Any change of the form in which assets are invested or reinvested shall not affect their
character as an investment.
2. The term "investor" means in respect of either Contracting Party:
a) a natural person having the nationality of a Contracting Party who makes an
investment in the territory of the other Contracting Party;
b) a legal person incorporated, constituted or otherwise duly organised in accordance
with the laws and regulations of one Contracting Party, having its seat and performing
real business activity in the territory of that Contracting Party and making an
investment in the territory of the other Contracting Party;
3. The term "returns" means income deriving from an investment and includes, in particular
though not exclusively, profits, dividends, interests, capital gains, royalties, patents licence
fees, and other fees.
4. The term "without delay" shall mean such period as is normally required for the completion
of necessary formalities for the transfer of payments. The said period shall commence on the
day on which the request for transfer has been submitted and may on no account exceed one
month.
5. The term "freely convertible currency" shall mean any currency that the International
Monetary Fund determines, from time to time, as freely usable currency in accordance with
the Articles of Agreement of the International Monetary Fund and any amendment thereto.
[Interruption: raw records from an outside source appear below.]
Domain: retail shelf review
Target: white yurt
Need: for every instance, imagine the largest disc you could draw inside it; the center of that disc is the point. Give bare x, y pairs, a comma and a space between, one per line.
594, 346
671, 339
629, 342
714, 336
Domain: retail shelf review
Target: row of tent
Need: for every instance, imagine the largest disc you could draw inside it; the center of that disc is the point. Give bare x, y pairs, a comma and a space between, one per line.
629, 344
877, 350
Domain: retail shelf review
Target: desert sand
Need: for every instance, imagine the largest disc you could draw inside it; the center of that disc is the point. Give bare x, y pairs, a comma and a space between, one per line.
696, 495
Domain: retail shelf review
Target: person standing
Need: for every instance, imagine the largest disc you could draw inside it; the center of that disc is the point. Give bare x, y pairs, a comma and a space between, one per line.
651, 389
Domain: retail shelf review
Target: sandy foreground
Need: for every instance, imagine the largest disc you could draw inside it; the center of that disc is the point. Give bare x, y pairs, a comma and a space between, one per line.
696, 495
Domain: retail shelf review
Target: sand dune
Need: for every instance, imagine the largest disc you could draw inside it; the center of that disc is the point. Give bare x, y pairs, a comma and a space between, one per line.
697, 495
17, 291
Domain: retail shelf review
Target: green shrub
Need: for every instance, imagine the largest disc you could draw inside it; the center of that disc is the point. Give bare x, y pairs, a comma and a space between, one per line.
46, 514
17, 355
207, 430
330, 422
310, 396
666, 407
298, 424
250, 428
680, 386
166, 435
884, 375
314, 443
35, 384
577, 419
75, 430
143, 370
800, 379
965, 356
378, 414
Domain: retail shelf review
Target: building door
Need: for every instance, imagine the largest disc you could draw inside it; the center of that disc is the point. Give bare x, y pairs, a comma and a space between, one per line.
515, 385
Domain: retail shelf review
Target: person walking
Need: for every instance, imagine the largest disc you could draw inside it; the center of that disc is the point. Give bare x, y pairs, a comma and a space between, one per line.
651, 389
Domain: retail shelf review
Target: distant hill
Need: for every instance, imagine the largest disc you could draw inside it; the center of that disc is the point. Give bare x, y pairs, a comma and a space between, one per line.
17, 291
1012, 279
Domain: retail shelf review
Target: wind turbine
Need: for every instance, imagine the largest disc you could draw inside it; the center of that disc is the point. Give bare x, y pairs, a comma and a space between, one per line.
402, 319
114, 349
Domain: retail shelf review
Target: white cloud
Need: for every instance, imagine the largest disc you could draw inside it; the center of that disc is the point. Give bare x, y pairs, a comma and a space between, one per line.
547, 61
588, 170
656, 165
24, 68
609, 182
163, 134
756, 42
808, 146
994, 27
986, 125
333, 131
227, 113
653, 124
6. The term ā€˛territory" means:
- with respect to the Republic of Croatia: the territory of the Republic of Croatia as well as
those maritime areas adjacent to the outer limit of the territorial sea including the seabed and
subsoil over which the Republic of Croatia exercises, in accordance with international law,
its sovereign rights and jurisdiction.
- with respect to the Federal Republic of Yugoslavia: the territory of the Federal Republic of
Yugoslavia as well as those maritime areas adjacent to the outer limit of the territorial sea
including the seabed and subsoil over which the Federal Republic of Yugoslavia exercises, in
accordance with international law, its sovereign rights and jurisdiction.
ARTICLE 2
Promotion and admission of investments
1. Each Contracting Party shall encourage and create favourable conditions for investors of
the other Contracting Party to make investments in its territory and shall admit such
investments in accordance with its laws and regulations.
2. In order to encourage mutual investment flows, each Contracting Party shall endeavour to
inform the other Contracting Party, at the request of either Contracting Party, on the
investment opportunities in its territory.
3. Each Contracting Party shall grant, whenever necessary, in accordance with its laws and
regulations, without delay, the permits required in connection with the activities of
consultants or experts engaged by investors of the other Contracting Party.
4. Each Contracting Party shall, subject to its laws and regulations relating to the entry, stay
and work of natural persons, examine in good faith and give due consideration, regardless of
nationality to requests of key personnel including top managerial and technical persons who
are employed for the purposes of investments in its territory, to enter, remain temporary and
work in its territory. Immediate family members of such key personnel shall also be granted
similar treatment with regard to the entry and temporary stay in the host Contracting Party.
ARTICLE 3
Protection of investments
Each Contracting Party shall extend in its territory full legal protection and security to
investments and returns of investors of the other Contracting Party. Neither Contracting Party
shall hamper, by arbitrary or discriminatory measures, the development, management,
maintenance, use, enjoyment, expansion, sale and if it is the case, the liquidation of such
investments. Either Contracting Party shall observe any other obligation it may have entered
into with regard to investments of investors of the other Contracting Party.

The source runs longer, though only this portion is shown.